Maja - if child is struggling to grasp the rule when taught implicitly, they are likely to be the very children in the class who will struggle to grasp it explicitly. And what makes you think phonics is only being taught to five and six year olds? Let's talk about the process for seven and eight year olds, when teasing and humiliation is more of an issue - listening to a word being sounded out when you already know it can be intensely irritating and that needs to be acknowledged because a secure learning environment is paramount.
Maja and Cecily - I don't know if you are only familiar with small class sizes where one-to-one attention is the norm, but this is not the environment in which most children in which most children learn to read. Perhaps you could reflect on how much time your children have had sounding out words to you in a very safe and affirming space and then imagine their progress without your input.
Cecily - Your point about known vocabulary doesn't go far enough. There will always be words that children don't know and it's likely to be the less able children who don't know them. Also, it can be paralysing for children to know that they are supposed to know the words they are sounding out. Have you ever said "Come on, you know this?". I've heard it so often! Along with a titter from bored, more able children who are, quite understandably, assuming that it's easier to read a word you 'know' than a word you don't.

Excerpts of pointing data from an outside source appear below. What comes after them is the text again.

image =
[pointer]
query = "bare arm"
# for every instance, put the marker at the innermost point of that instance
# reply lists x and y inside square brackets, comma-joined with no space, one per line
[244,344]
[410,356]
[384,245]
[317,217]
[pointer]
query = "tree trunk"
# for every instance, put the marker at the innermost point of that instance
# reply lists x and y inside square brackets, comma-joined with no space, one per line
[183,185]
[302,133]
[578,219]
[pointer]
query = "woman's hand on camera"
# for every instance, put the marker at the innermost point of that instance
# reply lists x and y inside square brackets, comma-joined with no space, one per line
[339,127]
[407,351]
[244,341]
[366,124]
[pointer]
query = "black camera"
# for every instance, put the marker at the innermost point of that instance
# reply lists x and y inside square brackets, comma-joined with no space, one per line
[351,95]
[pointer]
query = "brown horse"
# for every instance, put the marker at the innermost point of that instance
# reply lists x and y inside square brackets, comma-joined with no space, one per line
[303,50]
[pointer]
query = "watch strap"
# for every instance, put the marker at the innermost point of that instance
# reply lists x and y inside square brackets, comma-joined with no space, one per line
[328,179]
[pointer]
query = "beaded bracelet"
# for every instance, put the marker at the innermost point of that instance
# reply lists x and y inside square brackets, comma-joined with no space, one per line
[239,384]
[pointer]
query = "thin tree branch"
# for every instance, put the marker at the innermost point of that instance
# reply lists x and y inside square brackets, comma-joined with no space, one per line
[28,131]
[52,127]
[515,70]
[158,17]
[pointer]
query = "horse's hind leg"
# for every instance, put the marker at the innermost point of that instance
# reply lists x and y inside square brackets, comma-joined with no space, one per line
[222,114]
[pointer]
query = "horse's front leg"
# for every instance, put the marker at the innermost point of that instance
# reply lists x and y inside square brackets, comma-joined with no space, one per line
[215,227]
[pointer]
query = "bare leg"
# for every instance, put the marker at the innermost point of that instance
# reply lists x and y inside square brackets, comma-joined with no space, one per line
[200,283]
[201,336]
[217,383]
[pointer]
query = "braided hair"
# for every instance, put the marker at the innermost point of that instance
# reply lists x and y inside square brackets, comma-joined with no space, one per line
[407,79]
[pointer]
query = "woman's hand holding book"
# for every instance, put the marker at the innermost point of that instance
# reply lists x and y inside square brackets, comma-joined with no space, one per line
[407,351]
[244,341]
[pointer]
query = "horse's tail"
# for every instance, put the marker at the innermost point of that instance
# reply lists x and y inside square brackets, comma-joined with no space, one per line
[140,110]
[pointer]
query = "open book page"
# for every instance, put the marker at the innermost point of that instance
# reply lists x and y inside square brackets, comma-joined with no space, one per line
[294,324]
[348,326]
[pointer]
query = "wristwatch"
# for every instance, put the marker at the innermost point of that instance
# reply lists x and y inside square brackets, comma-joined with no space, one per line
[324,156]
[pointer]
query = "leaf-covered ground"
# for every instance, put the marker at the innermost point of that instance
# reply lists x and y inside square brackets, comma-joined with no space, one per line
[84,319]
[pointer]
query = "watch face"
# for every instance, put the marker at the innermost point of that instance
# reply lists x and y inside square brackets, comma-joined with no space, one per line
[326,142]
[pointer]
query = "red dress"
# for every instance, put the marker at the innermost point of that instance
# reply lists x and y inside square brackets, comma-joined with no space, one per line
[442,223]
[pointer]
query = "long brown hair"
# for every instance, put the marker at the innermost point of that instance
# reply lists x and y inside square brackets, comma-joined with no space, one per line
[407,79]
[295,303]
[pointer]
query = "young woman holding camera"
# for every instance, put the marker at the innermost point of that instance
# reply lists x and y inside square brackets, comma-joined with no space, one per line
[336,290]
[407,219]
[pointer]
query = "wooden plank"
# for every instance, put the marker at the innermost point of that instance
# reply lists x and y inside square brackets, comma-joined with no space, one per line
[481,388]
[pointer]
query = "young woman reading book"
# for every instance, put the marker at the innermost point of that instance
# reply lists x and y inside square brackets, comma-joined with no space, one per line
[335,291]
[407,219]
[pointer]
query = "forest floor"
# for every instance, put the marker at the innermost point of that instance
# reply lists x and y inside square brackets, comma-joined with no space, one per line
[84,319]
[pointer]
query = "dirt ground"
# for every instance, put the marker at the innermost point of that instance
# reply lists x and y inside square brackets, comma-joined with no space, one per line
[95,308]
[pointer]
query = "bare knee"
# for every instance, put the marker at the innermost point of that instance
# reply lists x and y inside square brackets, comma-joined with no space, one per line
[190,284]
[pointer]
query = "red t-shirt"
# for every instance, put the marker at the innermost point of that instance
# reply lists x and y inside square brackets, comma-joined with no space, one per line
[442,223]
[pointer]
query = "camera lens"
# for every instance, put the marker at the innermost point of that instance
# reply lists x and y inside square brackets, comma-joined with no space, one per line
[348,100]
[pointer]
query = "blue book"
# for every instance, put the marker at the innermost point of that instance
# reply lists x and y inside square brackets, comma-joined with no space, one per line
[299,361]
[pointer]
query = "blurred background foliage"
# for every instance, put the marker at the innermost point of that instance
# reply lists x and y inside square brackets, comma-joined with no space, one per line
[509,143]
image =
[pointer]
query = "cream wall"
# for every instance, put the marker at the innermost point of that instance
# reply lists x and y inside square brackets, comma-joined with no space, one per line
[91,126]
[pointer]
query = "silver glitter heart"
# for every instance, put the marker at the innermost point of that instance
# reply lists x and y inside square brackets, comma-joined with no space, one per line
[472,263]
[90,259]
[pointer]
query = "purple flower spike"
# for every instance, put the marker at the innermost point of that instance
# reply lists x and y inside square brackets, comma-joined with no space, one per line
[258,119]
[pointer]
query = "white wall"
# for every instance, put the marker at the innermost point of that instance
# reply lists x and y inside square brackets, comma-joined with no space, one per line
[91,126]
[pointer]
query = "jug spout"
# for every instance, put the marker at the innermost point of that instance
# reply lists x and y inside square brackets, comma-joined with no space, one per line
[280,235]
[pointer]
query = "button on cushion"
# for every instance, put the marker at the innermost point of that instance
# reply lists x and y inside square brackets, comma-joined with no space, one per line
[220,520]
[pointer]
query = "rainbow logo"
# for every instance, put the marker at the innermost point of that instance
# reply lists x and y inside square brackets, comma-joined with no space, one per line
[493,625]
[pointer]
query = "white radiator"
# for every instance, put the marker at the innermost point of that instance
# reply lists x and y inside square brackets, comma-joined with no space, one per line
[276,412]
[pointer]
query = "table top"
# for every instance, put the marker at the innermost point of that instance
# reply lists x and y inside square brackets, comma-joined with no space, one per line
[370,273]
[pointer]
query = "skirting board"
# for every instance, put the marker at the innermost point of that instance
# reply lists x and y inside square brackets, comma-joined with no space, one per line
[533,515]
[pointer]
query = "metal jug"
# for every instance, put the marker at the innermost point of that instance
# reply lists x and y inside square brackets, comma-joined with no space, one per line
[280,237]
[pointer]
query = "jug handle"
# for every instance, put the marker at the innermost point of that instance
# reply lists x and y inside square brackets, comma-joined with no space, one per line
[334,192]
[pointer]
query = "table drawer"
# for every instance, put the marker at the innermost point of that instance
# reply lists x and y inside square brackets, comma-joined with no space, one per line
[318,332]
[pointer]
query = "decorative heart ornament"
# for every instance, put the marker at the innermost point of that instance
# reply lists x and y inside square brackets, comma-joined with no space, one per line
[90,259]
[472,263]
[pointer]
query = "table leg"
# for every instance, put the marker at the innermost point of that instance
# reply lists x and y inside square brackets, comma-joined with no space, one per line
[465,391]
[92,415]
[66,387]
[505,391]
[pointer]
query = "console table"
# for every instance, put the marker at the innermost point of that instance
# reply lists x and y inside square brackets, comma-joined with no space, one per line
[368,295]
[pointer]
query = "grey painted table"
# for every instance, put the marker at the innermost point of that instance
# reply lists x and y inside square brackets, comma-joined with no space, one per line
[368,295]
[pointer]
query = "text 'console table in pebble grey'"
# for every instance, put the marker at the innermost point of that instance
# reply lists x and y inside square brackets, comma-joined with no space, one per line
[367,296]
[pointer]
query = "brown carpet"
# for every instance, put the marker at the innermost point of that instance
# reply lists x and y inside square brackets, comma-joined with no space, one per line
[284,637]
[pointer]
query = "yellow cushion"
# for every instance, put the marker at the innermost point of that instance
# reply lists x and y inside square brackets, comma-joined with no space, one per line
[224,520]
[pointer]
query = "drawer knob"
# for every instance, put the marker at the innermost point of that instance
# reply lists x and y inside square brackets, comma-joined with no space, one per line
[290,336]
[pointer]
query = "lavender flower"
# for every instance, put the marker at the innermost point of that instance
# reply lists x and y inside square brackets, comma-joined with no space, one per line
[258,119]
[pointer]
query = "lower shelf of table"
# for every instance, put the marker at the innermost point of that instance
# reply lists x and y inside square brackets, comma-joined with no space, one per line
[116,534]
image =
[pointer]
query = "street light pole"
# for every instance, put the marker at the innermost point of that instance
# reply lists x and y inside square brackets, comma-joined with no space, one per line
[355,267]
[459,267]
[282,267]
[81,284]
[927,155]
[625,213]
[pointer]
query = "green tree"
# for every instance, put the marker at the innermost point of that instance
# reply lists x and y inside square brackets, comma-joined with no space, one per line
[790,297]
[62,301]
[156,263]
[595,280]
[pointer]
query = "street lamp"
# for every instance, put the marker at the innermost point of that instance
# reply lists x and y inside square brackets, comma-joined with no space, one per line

Aside from a TESOL diploma with some overseas experience of primary level teaching, I've also entered a school to intensively teach reading to (amongst others) a very gifted, autistic seven year old on a one-to-one basis over the course of an academic year. I hold an MA in the Written and Verbal Arts and have carried out multidisciplinary postgraduate research relating to children and their treatment of written stories. I've also volunteered extensively in a number of different schools, listening to children work with stories in real-time. But I'm not a professional primary school teacher and my observations come from the 'outside', if you like.